There is no doubt that the December 30, 2009 suicide attack on the CIA station in Khost at the Forward Operating Base Chapman was a historic blow as it was the deadliest ever in the spy agency's history. In one incident, seven CIA operatives who for years had been hunting key Al Qaeda and Taliban figures were dead and six others wounded. Those who were killed include the CIA station head, an unidentified woman in her 30s, who since 1990s had been part of the team unsuccessfully chasing Osama bin Laden. They were probably the best CIA assets working in a dangerous place, hiring and cultivating Afghan and Pakistani informants, coordinating the drone attacks in Pakistan's tribal areas and collectively possessing the most comprehensive knowledge about the Al Qaeda and Taliban. The eighth spy killed in the suicide bombing was a Jordanian, Captain Ali bin Zeid, from his country's intelligence organisation, Mukhabirat. He is the first soldier from Jordan, which along with Turkey, UAE, Kazakhstan and Albania are the Muslim countries with troops deployed in Afghanistan as part of the US-led coalition forces, to die in battle in the war-battered country. His presence also explains the fact that spies from Middle Eastern countries are an essential part of the CIA campaign.
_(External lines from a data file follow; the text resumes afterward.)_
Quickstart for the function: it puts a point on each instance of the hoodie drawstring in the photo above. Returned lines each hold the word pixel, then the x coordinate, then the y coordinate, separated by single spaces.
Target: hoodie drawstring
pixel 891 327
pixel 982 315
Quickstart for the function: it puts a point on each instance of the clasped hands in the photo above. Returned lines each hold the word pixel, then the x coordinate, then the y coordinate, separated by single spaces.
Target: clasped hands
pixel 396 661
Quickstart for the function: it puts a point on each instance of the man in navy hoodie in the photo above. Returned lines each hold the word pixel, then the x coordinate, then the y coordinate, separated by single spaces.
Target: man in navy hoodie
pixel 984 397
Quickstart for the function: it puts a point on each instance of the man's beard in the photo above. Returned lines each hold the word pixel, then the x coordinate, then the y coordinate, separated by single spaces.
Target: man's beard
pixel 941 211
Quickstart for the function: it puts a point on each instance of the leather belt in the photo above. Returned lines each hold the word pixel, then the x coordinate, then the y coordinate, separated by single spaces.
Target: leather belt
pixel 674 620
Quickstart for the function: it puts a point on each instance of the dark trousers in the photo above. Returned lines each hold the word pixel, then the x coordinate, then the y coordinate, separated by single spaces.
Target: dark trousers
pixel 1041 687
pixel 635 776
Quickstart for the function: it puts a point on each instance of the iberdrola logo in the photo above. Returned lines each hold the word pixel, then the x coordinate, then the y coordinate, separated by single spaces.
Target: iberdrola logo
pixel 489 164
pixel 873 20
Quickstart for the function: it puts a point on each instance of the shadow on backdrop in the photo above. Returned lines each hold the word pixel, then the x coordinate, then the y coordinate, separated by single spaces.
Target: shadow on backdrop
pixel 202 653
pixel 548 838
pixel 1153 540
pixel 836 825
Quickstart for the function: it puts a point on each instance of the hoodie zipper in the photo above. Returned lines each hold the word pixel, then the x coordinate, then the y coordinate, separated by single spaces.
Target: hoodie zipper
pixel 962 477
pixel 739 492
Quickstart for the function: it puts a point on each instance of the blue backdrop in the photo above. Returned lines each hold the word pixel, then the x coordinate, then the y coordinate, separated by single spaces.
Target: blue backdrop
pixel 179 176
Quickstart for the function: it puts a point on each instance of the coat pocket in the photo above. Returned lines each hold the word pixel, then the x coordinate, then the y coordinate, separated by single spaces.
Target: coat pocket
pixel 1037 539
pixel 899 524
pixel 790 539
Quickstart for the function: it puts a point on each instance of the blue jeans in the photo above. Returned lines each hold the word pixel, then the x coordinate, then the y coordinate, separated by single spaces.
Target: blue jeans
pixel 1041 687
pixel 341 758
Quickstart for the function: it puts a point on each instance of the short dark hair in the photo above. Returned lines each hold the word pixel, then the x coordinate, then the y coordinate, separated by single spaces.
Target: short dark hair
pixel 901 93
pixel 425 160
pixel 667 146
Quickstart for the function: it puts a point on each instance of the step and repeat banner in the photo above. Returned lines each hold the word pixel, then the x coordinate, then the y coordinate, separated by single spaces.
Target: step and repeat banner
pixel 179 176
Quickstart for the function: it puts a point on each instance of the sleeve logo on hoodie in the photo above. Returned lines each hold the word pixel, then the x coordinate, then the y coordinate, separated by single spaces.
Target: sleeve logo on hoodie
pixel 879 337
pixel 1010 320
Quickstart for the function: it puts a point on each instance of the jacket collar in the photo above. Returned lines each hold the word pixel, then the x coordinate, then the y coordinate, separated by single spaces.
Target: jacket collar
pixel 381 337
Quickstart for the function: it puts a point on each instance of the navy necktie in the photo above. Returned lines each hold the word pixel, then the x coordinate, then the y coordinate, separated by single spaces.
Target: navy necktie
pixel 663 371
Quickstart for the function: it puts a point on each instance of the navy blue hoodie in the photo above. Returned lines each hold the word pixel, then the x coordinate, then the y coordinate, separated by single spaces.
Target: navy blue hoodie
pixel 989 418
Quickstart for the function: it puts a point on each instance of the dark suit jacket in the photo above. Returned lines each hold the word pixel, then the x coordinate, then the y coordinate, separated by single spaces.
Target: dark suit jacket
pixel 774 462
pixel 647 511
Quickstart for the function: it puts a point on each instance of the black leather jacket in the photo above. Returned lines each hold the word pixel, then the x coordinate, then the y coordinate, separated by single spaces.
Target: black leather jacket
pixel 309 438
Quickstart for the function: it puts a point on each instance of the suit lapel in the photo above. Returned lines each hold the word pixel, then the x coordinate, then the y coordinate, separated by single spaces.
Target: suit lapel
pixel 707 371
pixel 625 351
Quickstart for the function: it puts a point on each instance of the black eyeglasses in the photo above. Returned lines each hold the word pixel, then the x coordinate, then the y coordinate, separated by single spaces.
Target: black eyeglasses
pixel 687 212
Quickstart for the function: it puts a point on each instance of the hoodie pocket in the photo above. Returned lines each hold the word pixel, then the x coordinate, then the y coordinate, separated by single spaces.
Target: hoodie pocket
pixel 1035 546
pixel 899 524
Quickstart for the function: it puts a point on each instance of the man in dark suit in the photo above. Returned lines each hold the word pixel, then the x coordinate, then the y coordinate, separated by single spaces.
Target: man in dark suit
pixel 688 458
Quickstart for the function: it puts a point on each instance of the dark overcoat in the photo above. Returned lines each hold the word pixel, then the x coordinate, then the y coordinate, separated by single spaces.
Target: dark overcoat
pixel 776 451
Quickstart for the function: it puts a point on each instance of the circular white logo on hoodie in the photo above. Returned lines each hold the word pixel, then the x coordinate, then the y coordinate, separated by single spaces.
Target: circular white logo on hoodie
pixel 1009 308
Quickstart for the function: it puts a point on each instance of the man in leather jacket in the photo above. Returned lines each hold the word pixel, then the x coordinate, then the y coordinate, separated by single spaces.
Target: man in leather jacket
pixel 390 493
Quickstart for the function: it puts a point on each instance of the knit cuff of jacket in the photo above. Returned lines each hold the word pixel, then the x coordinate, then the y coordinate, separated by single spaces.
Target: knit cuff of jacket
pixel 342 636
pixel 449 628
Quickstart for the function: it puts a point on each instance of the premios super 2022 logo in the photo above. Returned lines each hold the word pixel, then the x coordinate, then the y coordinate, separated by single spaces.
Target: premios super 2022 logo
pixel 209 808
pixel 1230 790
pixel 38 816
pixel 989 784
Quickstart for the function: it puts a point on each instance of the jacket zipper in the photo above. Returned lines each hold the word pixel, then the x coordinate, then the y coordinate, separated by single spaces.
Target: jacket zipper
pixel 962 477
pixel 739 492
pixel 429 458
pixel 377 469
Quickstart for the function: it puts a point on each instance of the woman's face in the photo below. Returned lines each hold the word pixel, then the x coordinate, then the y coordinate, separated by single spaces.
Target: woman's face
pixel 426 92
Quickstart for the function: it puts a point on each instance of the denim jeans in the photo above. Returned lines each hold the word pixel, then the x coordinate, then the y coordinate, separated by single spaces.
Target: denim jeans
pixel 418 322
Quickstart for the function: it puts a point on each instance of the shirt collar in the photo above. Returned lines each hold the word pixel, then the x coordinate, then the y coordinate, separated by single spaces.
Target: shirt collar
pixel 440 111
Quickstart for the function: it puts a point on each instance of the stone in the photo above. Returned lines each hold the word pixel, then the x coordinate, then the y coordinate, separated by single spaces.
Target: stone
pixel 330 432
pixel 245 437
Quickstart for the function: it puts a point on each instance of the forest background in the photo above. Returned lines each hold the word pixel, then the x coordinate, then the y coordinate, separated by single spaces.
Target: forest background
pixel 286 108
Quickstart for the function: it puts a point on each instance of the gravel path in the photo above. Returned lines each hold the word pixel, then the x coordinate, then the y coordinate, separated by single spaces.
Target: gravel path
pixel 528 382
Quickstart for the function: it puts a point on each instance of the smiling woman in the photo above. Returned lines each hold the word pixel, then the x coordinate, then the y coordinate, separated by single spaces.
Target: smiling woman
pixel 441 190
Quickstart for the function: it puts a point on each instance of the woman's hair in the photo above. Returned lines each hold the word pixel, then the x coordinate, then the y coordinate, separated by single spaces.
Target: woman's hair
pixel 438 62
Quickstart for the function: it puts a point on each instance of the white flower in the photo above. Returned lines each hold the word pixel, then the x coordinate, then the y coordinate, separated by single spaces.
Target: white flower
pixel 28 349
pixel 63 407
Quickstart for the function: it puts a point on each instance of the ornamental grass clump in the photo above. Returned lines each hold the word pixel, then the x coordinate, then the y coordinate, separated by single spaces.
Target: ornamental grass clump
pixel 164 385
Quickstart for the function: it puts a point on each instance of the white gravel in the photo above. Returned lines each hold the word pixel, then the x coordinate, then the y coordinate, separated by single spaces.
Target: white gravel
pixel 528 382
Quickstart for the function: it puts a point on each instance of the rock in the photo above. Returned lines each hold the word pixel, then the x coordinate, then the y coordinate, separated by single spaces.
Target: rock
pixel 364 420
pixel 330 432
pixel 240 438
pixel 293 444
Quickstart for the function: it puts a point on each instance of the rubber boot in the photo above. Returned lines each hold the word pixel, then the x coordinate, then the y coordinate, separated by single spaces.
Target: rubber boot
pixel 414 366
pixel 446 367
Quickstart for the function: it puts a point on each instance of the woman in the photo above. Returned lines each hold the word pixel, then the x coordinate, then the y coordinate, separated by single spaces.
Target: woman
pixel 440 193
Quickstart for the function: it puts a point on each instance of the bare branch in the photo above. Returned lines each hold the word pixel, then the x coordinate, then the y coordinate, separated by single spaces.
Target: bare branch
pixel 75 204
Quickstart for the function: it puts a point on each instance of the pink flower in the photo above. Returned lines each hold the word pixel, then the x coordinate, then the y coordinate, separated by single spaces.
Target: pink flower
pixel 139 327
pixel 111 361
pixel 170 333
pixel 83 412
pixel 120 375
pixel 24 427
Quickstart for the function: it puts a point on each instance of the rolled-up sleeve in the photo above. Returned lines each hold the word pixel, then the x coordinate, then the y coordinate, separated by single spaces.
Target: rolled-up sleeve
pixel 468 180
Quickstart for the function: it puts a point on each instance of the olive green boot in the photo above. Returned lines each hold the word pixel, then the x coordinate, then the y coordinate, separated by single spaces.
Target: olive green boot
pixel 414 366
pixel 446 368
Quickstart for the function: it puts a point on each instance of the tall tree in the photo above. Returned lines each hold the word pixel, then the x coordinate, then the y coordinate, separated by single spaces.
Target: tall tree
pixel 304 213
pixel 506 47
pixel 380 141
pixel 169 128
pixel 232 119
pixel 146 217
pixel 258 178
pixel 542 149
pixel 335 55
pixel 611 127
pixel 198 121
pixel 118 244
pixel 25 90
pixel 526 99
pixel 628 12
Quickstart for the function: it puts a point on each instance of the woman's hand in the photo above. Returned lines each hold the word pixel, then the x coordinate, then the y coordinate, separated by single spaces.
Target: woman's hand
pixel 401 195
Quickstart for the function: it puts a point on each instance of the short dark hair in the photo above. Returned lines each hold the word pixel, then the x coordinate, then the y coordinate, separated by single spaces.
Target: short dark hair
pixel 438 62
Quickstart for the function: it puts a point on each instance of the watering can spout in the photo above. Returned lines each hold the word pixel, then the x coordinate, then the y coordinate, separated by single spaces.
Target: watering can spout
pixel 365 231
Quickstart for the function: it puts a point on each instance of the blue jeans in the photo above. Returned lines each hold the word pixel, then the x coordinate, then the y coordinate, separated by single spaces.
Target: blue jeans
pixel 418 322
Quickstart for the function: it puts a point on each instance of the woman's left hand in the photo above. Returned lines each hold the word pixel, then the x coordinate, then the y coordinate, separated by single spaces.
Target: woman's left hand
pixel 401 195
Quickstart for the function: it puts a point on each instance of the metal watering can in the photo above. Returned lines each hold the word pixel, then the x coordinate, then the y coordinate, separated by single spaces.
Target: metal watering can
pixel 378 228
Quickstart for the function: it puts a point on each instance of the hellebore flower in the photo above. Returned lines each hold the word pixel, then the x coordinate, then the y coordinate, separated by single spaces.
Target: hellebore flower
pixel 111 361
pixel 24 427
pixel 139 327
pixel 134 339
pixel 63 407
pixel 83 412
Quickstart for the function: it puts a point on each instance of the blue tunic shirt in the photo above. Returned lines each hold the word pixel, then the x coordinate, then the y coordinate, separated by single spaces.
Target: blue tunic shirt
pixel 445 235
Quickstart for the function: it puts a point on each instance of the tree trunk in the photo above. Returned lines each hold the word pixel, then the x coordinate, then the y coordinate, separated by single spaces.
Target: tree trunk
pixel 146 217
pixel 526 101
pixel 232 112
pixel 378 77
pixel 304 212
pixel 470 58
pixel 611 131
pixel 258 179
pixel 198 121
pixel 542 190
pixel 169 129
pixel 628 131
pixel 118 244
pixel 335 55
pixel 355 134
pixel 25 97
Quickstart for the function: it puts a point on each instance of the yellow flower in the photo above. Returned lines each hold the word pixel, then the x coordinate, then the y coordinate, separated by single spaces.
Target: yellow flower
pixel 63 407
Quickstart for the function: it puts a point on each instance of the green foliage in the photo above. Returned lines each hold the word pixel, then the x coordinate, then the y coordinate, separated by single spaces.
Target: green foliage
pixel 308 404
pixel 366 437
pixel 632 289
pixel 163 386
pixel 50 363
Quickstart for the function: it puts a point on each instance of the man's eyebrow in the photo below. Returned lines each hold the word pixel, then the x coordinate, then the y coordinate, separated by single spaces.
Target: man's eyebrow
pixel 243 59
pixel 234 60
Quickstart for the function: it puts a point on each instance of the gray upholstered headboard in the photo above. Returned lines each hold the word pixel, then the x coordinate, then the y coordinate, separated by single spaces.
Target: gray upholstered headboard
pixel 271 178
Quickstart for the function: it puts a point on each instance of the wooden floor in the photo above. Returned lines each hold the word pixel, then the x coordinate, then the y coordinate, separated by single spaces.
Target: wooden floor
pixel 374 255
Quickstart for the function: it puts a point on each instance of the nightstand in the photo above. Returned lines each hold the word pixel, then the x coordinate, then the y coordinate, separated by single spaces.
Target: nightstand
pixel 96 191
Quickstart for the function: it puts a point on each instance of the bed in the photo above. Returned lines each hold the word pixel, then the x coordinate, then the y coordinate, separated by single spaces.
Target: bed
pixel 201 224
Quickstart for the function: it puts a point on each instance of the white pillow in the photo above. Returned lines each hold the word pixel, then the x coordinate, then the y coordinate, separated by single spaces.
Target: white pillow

Perhaps bigger than the loss of its experienced agents was the embarrassment caused to the CIA and the US army of the security lapse at a base as secure as the old, Soviet-built Khost airbase where the suicide bomber was able to strike. The Afghan Taliban were obviously proud of the feat and they wasted no time in claiming that a double-agent Afghan named Samiullah was the suicide bomber, a CIA informant, allowed unhindered access to the base.

It was clear that the Haqqani Network, named after the legendary Afghan mujahideen and Taliban commander Maulvi Jalaluddin Haqqani but now run by his son Sirajuddin Haqqani, was behind the suicide bombing even though the Pakistani Taliban commander Qari Hussain unconvincingly claimed responsibility for the attack to avenge the assassination of Baitullah Mehsud. The US army, or the CIA to be specific, and the Haqqanis were already involved in a deadly war of revenge against each other and their blood feud has now become deadlier and personal. In the 80s, the elder Haqqani and CIA cooperated with each other fighting the Soviet occupying forces in Afghanistan. Today, they are rivals.

The US Special Forces and CIA have killed scores of Haqqani's men, women and children in secret operations and drone strikes in Afghanistan and in North Waziristan, where the family migrated from Khost after the Soviet invasion in December 1979. The CIA will now try harder to eliminate the Haqqanis, who control one of the most powerful Taliban groups in Afghanistan. To succeed, the CIA will make more frequent use of drones in North Waziristan and other Pakistani tribal areas, and hire a larger number of informants, (better screened to prevent incidents like the recent suicide bombing at Khost).

Aware that escalation in US drone strikes will further destabilise Pakistan, Islamabad is urging restraint on part of Washington. But the US, upset that Pakistan hasn't taken any action against the Haqqanis and the Afghan Taliban's Quetta Shura, is unlikely to heed this advice. More drone attacks could also cause the collapse of the critical peace deals that the Pakistan government has made with powerful, non-TTP Pakistani Taliban commanders Hafiz Gul Bahadur in North Waziristan and Maulvi Nazeer in Wana to prevent them from joining forces with the Hakimullah Mehsud-led militants in South Waziristan.

It seems the US prefers this scenario so that Pakistan's armed forces are forced to launch military operations in both Wana and Shakai in North and South Waziristan. This will widen the battlefield and result in more retaliatory suicide attacks by the militants in Pakistani cities. In case Islamabad decides under US pressure to cut off its links with the Afghan Taliban, particularly the Haqqanis, it means creating more enemies at a time when Pakistan is finding it difficult to put down an insurgency fed by Pakistani Taliban and other home-grown jihadis.